Growing up you probably never heard the term “grass-fed” or “organic” referring to produce and animal products. That’s because there was no distinction between grass-fed or grain-fed products you were buying. I grew up around my grand-parents farm where grass-fed and organic just meant normal. Now if I go out to eat I’m always pleasantly surprised if a restaurant has “grass-fed” options. I would assume because of my own previously uneducated views that people are probably muttering things like “Listen to this silly tree huggin’ hippie. Go order your grass fed, organic, gluten-free crap hippie food somewhere else”.  I have grown use to the comments from friends and the ensuing conversation about what they don’t know. If you aren’t aware, grazing on grass is the natural diet for cows. The same for buffalo and bison. Grain is the large corporate answer for fattening beef to get more out of every cow. The grain also causes more fat to accumulate and thus increases the taste.  Simple dietary changes in animals might seem harmless it’s just yielding more food right? Well it’s certainly making a huge negative difference in humans, why would animals be different? I would hypothesize that when farming went “big” they just didn’t fully understand the repercussions of feeding animals a diet they aren’t meant to eat.

There are tons of fads out there about dieting, good science and bad science. Things like “organic” products aren’t necessarily what they say they are.  And most don’t know why they’re going to pay a few dollars more per pound of “grass-fed” meat that they buy. You heard it on an elite daily blog though, so you must heed the information. What’s behind these terms? Does “grass-fed” validate the $10-$15/lb of meat price tag? Does “organic” validate Whole Foods doubling the price of the same product at Publix? Grass-fed animal products will be the focus today. If you want to learn what the heck happened to the organic industry read more in the articles section.

Now why would you want to feed an animal something that it processes totally different than natural diet? Well to fatten the calf, as they say. Feeding cattle grains rather than grass will definitely grow the animal larger, increasing the flavor. If you hold a grain fed steak next to a grass fed steak, you will see the grain fed meat is much more marbled with fat and thus with flavor. This is a big win right? More fat accumulates throughout the animal gives it a great taste and you get more meat off each cow. This goes the same for bison and other livestock.  Production goes up, profits go up, everyone is happy!

Unfortunately those aren’t the only side effects of grain fed red meat. Livestock and red meat in particular are naturally free ranging animals that graze on pounds and pounds of grass over their wild lifetimes. Again with big business getting involved the natural side of things tends to disappear. When a cow eats the natural diet, the grass is fermented in the rumen of the cow. They digest the bacteria from this fermentation process. When grain fed, the fat of these animals ends up being much less nutrient dense, causing us humans to miss out on very important vitamins and minerals.

For example; CLA (conjugated linoleic acid) is a popular supplement. Natural CLA is prevalent in the fats of grass fed red meats.
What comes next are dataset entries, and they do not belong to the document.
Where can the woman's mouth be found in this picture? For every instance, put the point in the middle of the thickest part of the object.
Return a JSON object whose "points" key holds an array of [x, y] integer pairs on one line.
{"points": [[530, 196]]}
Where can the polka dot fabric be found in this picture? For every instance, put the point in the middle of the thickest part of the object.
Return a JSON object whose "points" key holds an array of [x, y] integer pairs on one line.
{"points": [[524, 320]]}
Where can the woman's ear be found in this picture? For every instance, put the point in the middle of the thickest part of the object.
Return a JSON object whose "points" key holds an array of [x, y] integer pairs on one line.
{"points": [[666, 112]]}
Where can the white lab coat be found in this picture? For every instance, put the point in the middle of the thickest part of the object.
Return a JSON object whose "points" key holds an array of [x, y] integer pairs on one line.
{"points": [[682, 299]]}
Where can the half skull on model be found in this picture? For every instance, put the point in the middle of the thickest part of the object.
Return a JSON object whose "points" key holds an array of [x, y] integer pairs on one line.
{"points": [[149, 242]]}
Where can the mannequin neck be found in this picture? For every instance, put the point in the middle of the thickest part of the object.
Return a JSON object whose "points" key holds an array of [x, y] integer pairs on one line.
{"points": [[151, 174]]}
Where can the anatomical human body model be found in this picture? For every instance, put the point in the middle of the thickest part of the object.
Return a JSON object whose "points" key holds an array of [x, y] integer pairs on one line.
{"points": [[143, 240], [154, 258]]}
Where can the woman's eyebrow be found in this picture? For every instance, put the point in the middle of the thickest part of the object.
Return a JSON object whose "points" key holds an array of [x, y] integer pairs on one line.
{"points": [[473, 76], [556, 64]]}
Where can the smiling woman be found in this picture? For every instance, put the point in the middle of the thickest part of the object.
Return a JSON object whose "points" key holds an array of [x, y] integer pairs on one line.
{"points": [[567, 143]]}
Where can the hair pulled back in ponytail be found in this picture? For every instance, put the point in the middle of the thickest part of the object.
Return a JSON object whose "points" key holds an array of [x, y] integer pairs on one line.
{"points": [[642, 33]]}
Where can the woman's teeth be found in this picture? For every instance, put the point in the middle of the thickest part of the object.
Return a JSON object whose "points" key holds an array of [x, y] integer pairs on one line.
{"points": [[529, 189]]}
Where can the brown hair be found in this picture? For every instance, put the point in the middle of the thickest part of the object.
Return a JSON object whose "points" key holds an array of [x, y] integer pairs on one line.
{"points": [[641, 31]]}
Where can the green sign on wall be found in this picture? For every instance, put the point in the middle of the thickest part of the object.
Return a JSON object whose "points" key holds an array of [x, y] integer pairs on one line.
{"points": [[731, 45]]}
These same fats also have a high Omega-3 fatty acid content as well. When fed a grain diet and assessing these same animals, the fats contain much less of both CLA and Omega-3’s. CLA is one of our bodies strongest cancer fighting compounds. What would seem like a small change in the name of increase ends up causing serious losses in such important compounds we need to be ingesting in our food sources.  This seems like a simple experiment and it validates why you would want to bone up a couple dollars for the grass fed beef. More importantly, it points out that Americans have basically been undergoing an experiment for large farming corporations over the last 50-60 years! Is it really any wonder why disease is skyrocketing along with these changes? An animal fed a different diet than it would naturally eat doesn’t develop the way that it should. Humans eating foods they wouldn’t naturally eat aren’t developing as they should. I think the two would quite closely correlate.  In the end, the glorious tasting grain fed steak you love to order isn’t going to kill you. Depriving yourself of vital nutrients over a lifetime of poor food sources just might.